Tobey seems to have an affinity for dirt of all kinds.  He is always present when we are digging holes for new plants and likes to rest upon the pile of soil.

But I soon ruled out Tobey as the culprit because my husband built a fence around our vegetable garden to keep him out and there was not way for him to get in unless he figured out a way to jump a 3 ft. fence.

We did not have this problem with our seedlings in the spring time when we planted our summer garden, so I tried to rack my brain (not always easy) to figure out what was different now in our garden.  

That was when I figured it out……

The past couple of months our garden has played host to a pair of cute little birds.  I had never seen this type of bird before, but I was charmed by their behavior.  They would hop about and scratch the ground looking for food.  They would not fly up to the bird feeder to get some birdseed, but instead would scratch the soil underneath the feeder.

I also would see them scratching around in other parts of the garden as well, especially around the bark chips surrounding my roses.  They actually kick out quite a bit of bark and fling it about.

They do have a wonderful little cheep and have not heard them ‘sing’ like other birds.  So, armed with what little information I had, I went searching through my bird book to identify the vegetable-seedling eating birds.

My research was a success and so now I would like to introduce you to…..

Photo Courtesy of Alan D. Wilson

 Photo Courtesy of Alan D. Wilson

Abert’s Towhee.

Despite their somewhat drab coloring….their black masks as well as their funny hopping and scratching antics made them a welcome addition to my garden….until now.  My husband offered to bring out his BB gun, but I quickly nixed that idea….I like birds.

And so I did a little research about ways to deter birds and found out that some birds absolutely love to feed on seedlings because of their high sugar content.  Once the seedlings have grown two regular leaves, the sugar level goes down and most birds no longer find them appetizing.  So, I went back to the store to buy more vegetable seeds for the garden and also came away with the solution to my problem…..
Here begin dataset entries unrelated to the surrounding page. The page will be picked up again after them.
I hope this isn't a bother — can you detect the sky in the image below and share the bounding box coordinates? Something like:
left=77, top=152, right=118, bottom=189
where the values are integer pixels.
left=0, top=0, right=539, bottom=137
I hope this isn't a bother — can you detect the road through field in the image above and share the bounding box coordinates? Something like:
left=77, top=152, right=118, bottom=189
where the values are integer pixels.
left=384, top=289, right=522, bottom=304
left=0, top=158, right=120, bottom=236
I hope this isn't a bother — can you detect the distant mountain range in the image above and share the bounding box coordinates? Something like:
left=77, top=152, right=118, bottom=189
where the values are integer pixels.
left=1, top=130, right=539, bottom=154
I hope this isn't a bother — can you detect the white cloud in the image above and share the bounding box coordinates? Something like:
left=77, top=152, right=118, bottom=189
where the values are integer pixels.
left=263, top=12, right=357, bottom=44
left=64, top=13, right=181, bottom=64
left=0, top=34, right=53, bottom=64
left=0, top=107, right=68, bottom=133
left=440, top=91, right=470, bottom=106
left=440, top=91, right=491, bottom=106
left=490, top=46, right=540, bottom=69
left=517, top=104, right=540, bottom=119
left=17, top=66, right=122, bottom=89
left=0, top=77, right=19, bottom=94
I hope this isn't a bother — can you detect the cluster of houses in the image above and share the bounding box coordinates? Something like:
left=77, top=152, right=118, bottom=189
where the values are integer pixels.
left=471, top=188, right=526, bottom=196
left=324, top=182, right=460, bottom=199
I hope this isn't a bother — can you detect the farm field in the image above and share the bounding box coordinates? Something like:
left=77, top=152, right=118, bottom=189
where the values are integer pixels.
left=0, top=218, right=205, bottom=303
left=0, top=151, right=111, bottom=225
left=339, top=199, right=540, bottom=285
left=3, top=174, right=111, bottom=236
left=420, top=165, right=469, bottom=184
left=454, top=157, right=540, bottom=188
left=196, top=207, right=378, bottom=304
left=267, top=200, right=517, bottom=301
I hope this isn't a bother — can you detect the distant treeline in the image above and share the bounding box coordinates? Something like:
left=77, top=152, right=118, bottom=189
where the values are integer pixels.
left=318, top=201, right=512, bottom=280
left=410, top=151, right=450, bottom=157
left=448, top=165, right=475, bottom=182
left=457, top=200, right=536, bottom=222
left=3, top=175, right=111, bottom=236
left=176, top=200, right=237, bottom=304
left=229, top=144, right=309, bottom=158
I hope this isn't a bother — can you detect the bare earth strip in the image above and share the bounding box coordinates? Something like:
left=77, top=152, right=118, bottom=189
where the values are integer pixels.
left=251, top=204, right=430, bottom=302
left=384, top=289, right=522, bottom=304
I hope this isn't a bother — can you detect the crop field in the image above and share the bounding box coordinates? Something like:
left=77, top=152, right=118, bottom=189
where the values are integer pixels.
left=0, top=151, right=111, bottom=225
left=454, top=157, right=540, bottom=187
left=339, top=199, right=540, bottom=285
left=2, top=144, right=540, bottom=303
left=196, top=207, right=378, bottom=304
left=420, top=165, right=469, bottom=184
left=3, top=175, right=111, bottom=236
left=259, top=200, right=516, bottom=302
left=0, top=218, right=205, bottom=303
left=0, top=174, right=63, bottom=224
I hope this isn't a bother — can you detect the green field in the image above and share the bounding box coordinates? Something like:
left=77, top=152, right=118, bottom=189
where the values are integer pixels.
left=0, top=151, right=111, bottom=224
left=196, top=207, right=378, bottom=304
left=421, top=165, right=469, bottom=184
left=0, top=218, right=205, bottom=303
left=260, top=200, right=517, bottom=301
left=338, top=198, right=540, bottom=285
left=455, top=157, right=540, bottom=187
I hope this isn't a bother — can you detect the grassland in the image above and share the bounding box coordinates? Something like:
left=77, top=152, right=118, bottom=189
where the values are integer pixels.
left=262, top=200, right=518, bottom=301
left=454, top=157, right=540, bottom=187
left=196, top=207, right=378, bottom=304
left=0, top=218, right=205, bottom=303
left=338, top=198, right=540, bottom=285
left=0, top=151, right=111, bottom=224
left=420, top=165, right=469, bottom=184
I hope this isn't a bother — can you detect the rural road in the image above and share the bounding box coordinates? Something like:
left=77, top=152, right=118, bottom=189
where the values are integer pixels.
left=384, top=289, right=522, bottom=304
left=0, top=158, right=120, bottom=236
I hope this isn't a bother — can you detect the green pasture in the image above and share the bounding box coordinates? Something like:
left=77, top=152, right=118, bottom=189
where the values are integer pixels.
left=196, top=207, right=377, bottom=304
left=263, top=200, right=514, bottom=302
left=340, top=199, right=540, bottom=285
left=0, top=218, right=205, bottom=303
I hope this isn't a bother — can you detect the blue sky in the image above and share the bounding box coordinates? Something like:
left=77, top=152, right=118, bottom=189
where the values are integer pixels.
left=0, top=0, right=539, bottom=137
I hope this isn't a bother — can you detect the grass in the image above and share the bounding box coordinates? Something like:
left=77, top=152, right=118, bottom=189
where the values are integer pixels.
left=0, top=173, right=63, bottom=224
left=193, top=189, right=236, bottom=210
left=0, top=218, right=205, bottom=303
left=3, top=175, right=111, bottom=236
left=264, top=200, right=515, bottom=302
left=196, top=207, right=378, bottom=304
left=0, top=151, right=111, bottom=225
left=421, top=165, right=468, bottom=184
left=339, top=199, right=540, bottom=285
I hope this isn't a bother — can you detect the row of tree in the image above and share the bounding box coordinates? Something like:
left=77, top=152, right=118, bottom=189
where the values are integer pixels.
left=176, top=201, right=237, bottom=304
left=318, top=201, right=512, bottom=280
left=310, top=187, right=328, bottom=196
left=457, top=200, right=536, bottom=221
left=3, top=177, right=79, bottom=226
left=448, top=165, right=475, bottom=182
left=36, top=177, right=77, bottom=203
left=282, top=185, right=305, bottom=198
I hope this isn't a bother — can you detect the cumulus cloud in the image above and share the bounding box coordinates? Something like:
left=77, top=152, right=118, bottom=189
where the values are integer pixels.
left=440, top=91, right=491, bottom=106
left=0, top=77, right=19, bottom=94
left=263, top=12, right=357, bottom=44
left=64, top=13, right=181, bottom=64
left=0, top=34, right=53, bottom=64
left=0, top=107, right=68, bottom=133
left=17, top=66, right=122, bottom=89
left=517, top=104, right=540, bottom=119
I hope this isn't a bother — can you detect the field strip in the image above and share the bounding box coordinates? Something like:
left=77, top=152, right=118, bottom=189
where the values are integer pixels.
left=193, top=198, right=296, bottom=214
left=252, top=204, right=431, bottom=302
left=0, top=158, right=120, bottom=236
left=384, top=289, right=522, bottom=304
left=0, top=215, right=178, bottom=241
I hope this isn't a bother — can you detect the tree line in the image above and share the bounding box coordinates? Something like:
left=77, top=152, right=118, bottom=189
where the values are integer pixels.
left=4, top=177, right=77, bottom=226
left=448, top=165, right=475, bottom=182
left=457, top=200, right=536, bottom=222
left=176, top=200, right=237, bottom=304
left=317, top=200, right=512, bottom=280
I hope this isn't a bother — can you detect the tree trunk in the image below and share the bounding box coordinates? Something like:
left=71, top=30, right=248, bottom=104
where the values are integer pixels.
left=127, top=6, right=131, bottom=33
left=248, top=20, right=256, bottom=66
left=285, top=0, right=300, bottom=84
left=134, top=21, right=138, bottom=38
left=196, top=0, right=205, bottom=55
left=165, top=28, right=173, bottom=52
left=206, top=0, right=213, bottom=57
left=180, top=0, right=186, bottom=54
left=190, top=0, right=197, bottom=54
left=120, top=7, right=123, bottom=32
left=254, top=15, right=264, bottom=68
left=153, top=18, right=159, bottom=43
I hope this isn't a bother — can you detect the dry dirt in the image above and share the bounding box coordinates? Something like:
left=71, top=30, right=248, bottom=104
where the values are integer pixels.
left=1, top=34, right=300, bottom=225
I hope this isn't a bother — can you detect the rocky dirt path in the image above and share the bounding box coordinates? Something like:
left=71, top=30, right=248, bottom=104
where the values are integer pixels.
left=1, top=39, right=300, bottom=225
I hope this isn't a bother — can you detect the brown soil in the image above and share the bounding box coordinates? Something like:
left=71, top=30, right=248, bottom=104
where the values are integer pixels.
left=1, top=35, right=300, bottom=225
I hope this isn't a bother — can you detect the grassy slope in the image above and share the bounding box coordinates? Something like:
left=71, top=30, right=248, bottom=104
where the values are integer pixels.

Mysterious Happenings in the Vegetable Garden

Talk about a gardener’s best friend.  I can now enjoy watching the antics of my resident Abert’s Towhees while they cannot enjoy my vegetable garden ๐Ÿ™‚

****I am currently in the process of creating a cutting (flower) garden with my husband’s help.  I cannot wait to share it with you.****


Noelle Johnson, aka, 'AZ Plant Lady' is a author, horticulturist, and landscape consultant who helps people learn how to create, grow, and maintain beautiful desert gardens that thrive in a hot, dry climate. She does this through her consulting services, her online class Desert Gardening 101, and her monthly membership club, Through the Garden Gate. As she likes to tell desert-dwellers, "Gardening in the desert isn't hard, but it is different."
12 replies
  1. Annelie
    Annelie says:

    Funny how the closest to us always are suspected and get the blame first.
    Sorry you lost your little seedlings.
    Cute birds though, and it seems as though you did enjoy having new visitors to your garden even though they did some damage.


  2. Skeeter
    Skeeter says:

    Now that is a new one to me! I have never had a bird dig up and eat seedlings before. We have the Rufus Towhee and yes, they are hopping little diggers usually on the ground under the bird feeders or in the mulch…

  3. debsgarden
    debsgarden says:

    I hope your bird block works! Do they also make rabbit block? I recently planted some pansies in my Lady Garden. This week, every bloom was neatly nibbled away. I suspect it was a rabbit I recently saw hopping about. Where's that red fox that used to live in my woodlands?

  4. JGH
    JGH says:

    Aha! glad you figured it out! This week I noticed that my chickens were (thankfully!) ignoring my radish seedlings. Now I know that it's probably because they weren't sweet enough! They seem to eat everything else.

  5. Curbstone Valley Farm
    Curbstone Valley Farm says:

    It is amazing how much damage birds can do to seedlings. We cover all our seedlings with row covers now, in part because of the chickens and turkeys, but we also live in the woods, and birds abound! (Not that I'm complaining…I'd just like my lettuce to have a chance to grow!)